Des dons d’argent d’Armstrong mais pas de pots-de-vin

Ainsi, à quelques reprises, l’UCI n’avait pas appliqué ses propres règlements en matière de dopage envers celui qui était membre de l’équipe US Postal entre 1998 et 2004. Notamment lors du Tour 1999. Lance Armstrong avait justifié un contrôle positif aux corticoïdes avec un certificat médical rédigé après coup.

En revanche, le rapport n’a pas trouvé de preuve formelle de corruption de la part de l’Américain. Ce dernier a certes fait des dons de 25 000 dollars en 2002 et 100 000 dollars en 2007 à l’UCI pour la recherche contre le dopage. Mais rien n’indique qu’il y ait un lien avec un éventuel contrôle positif lors du Tour de Suisse 2001 ou un rapport sur le dopage commandité par l’UCI en 2005.

 

« L'UCI n'a pas essayé d'empêcher Armstrong d'être testé à de nombreuses reprises, affirment les enquêteurs. Cependant, elle n'a pas cherché activement à corroborer si les allégations de dopage contre lui était fondées. Elle a adopté une position défensive comme si chaque attaque contre Armstrong était une attaque contre le cyclisme et l'UCI. »

Un échange de procédés

« Il reste que de sérieuses indications auraient dû conduire l’UCI à être plus circonspecte dans ses rapports avec Lance Armstrong et à le cibler davantage dans les contrôles anti-dopage », poursuit le rapport. La star mondiale du cyclisme a ainsi pu reprendre la compétition en janvier 2009 après quatre années de retraite, alors qu’il ne remplissait pas toutes les conditions réglementaires pour participer au Tour d’Australie. En échange, l’Américain s’était engagé à prendre part au Tour d’Irlande, une course mineure et peu médiatisée mais qui était organisée par des membres de la famille de Pat McQuaid, le président de l’UCI entre 2005 et 2013.

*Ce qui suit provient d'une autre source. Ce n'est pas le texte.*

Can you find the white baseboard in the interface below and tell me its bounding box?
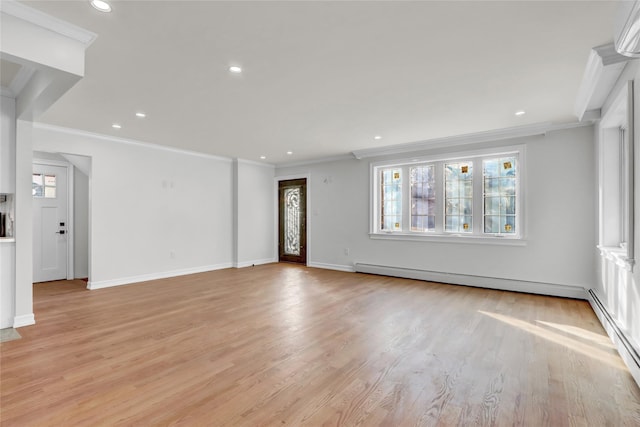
[588,289,640,386]
[233,258,278,268]
[355,263,587,299]
[13,313,36,328]
[87,263,233,290]
[307,262,356,273]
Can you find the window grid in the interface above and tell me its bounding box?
[380,168,402,231]
[409,165,436,231]
[482,157,517,234]
[444,161,473,233]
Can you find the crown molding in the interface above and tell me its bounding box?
[574,43,632,121]
[352,122,592,160]
[33,122,233,163]
[0,0,98,47]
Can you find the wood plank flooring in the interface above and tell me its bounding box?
[0,264,640,426]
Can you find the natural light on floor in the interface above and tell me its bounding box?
[478,310,627,370]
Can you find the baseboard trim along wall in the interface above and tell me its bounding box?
[87,263,233,290]
[355,263,587,299]
[233,258,278,268]
[307,262,356,273]
[588,289,640,386]
[13,313,36,328]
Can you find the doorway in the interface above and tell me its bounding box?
[32,162,73,282]
[278,178,307,265]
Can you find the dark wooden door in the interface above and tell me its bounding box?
[278,178,307,264]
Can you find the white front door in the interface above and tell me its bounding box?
[32,164,69,282]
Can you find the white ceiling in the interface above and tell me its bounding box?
[24,1,616,164]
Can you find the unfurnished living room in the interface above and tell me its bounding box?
[0,0,640,427]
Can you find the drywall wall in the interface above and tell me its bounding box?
[276,127,596,294]
[594,61,640,360]
[235,159,277,267]
[33,125,233,288]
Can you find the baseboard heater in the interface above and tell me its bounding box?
[589,289,640,386]
[354,263,587,299]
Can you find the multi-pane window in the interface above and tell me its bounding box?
[482,157,517,234]
[31,173,56,199]
[444,162,473,233]
[380,168,402,231]
[372,147,523,238]
[409,165,436,231]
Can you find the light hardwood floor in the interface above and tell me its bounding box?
[0,264,640,426]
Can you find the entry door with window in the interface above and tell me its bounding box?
[32,164,68,282]
[278,178,307,264]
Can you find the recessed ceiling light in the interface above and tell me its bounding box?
[91,0,111,12]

Le rapport pointe du doigt l’attitude de l’Irlandais et de son prédécesseur, le Néerlandais Hein Verbruggen, président entre 1991 et 2005 et membre du Comité international olympique. Verbruggen est présenté comme un dirigeant omnipotent menant une gestion opaque du cyclisme. McQuaid est considéré comme « un leader faible » par de nombreuses personnalités interrogées dans le cadre d’une enquête qui aura duré treize mois.

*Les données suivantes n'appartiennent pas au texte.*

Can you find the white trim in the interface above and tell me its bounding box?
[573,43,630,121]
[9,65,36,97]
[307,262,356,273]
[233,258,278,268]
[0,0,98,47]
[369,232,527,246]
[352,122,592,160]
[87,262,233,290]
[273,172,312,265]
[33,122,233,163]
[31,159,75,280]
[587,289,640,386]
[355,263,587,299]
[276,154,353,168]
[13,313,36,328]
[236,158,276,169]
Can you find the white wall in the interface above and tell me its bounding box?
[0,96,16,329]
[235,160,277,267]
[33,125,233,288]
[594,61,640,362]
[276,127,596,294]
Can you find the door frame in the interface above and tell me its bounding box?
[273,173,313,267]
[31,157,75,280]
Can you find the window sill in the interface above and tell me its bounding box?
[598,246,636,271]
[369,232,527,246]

L’UCI veut faire table rase du passé

Les investigations ont été menées par le Suisse Dick Marty, ancien procureur spécialisé dans la lutte contre le crime organisé et le trafic de drogue, avec l’aide de l’Australien Peter Nicholson et de l’Allemand Ulrich Haas. Le travail des trois hommes est censé solder les années sombres de l’UCI, même s’il note une amélioration dans la lutte anti-dopage à partie de 2006. « Très peu de sports, voire aucun, ont accepté de se soumettre à un examenindépendant d'une telle ampleur », a affirmé Brian Cookson, qui avait fait campagne sur sa volonté de faire table rase du passé.

Un homme ne l'entend pas de cette oreille. Il s'agit de Travis Tygart, le patron de l'Agence américaine antidopage (Usada), qui a fait tomber Lance Armstrong en juin 2012. Il espère que les anciens dirigeants de l'UCI seront traduits en justice.